Clinical Characteristics and Epidemiological Features of Hepatitis E Virus Infection Among People Living with HIV in Shanghai, China

Round 1

Reviewer 1 Report

Comments and Suggestions for Authors

The manuscript by Zhao et al. entitled Clinical Characteristics and Epidemiological Features of Hepatitis E Virus Infection among People Living with HIV in Shanghai, China,” narrows an important geographical and clinical knowledge gap on HIV/HEV co-infection in eastern China. Using a large single-center cohort of 670 people living with HIV (PLWH) and 464 HIV-negative controls, the authors demonstrate that anti-HEV IgG seroprevalence is significantly higher in PLWH (30.0 %) than in controls (17.7 %). Multivariable analysis shows that advanced WHO HIV stage (III/IV) independently predicts HEV seropositivity, whereas age, sex, and CD4 count do not. By directly estimating the excess HEV burden attributable to HIV infection, the study complements existing data, which are largely drawn from western and southwestern provinces in China, and reveals novel and meaningful east-coast heterogeneity. Clinically, the findings strongly support the need for routine HEV screening in PLWH who present with unexplained elevations in liver enzymes. Despite many strengths of the current studies, the manuscript in its present form has several conceptual, methodological, and presentational shortcomings that should be addressed to enhance the novelty and scientific clarity of the work. To allow for a comprehensive revision of the current manuscript, please find below a thematically organized flow that should improve the study.

 

Major Critiques:

-The manuscript employs a retrospective, cross-sectional design, yet several phrases imply causality.

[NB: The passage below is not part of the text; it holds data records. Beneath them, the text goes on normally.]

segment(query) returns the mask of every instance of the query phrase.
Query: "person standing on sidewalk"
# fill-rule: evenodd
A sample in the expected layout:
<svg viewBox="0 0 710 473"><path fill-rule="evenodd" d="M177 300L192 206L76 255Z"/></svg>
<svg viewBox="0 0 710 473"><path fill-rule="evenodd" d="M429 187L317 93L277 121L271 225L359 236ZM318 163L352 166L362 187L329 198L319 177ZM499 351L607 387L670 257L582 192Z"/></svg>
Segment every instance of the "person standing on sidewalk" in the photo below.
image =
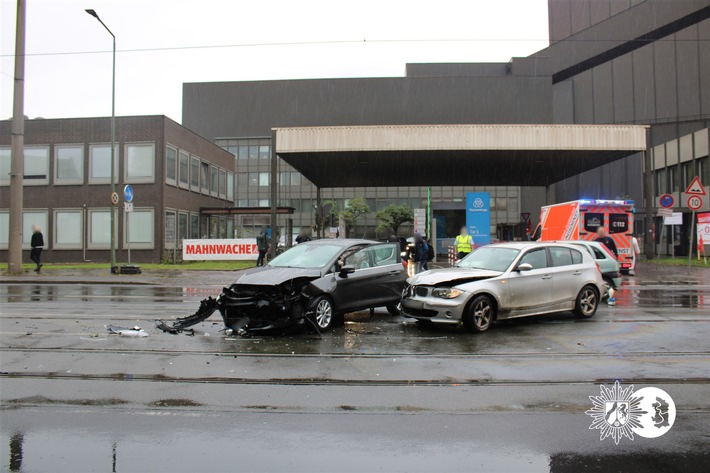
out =
<svg viewBox="0 0 710 473"><path fill-rule="evenodd" d="M262 227L261 232L256 237L256 249L259 250L259 258L256 260L257 266L264 266L264 257L269 249L269 242L266 235L266 227Z"/></svg>
<svg viewBox="0 0 710 473"><path fill-rule="evenodd" d="M456 259L462 259L473 251L473 237L468 234L468 229L461 227L461 234L456 237Z"/></svg>
<svg viewBox="0 0 710 473"><path fill-rule="evenodd" d="M37 265L34 269L35 272L39 273L42 269L42 248L44 248L44 236L42 235L42 229L39 225L32 225L32 239L30 240L30 246L32 250L30 251L30 259Z"/></svg>
<svg viewBox="0 0 710 473"><path fill-rule="evenodd" d="M429 271L429 244L419 233L414 234L414 252L417 261L417 274Z"/></svg>
<svg viewBox="0 0 710 473"><path fill-rule="evenodd" d="M609 230L607 230L606 227L599 227L597 229L597 238L594 241L598 241L602 245L606 246L609 251L614 254L614 258L619 258L619 252L616 249L616 243L614 243L614 240L609 236ZM607 299L607 303L610 306L616 305L616 297L614 297L614 293L614 288L610 287L609 298Z"/></svg>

For example, the sentence advanced stage emerged as a risk factor that increases HEV susceptibility attributes a directional effect that cannot be inferred without longitudinal data. To maintain methodological consistency, all such wording should be reframed in associative terms and should acknowledge potential reverse causation (e.g., chronic HEV infection possibly hastening HIV progression).

 

Suggestions for revisions to the following text: Replace“advanced stage emerged as a risk factor that increases HEV susceptibility” with Advanced WHO HIV stage (III/IV) was associated with a higher likelihood of prior HEV exposure; however, the cross-sectional design precludes inference about directionality, and unrecognised chronic HEV infection could itself contribute to HIV disease progression.

 

-The manuscript’s description of population selection lacks critical details, making it difficult to judge the representativeness of both PLWH and control groups. Without knowing whether anti-HEV tests were ordered routinely or only for symptomatic individuals, readers cannot gauge possible selection bias. Likewise, the control group is ambiguously labelled “healthy” in the Abstract yet described as “hospital attendees” in the Methods, leaving their true exposure context unclear. These ambiguities weaken the study’s internal validity and may distort prevalence estimates. A succinct flow chart showing the sampling selection process, plus precise terminology for controls and additional covariate adjustment, would resolve these issues.  The following suggestions can be made to address these concerns:

1. Clarify why PLWH were tested
   Current text (Methods, first paragraph):“Between 2018 and 2024, 670 adult PLWH underwent anti-HEV testing.”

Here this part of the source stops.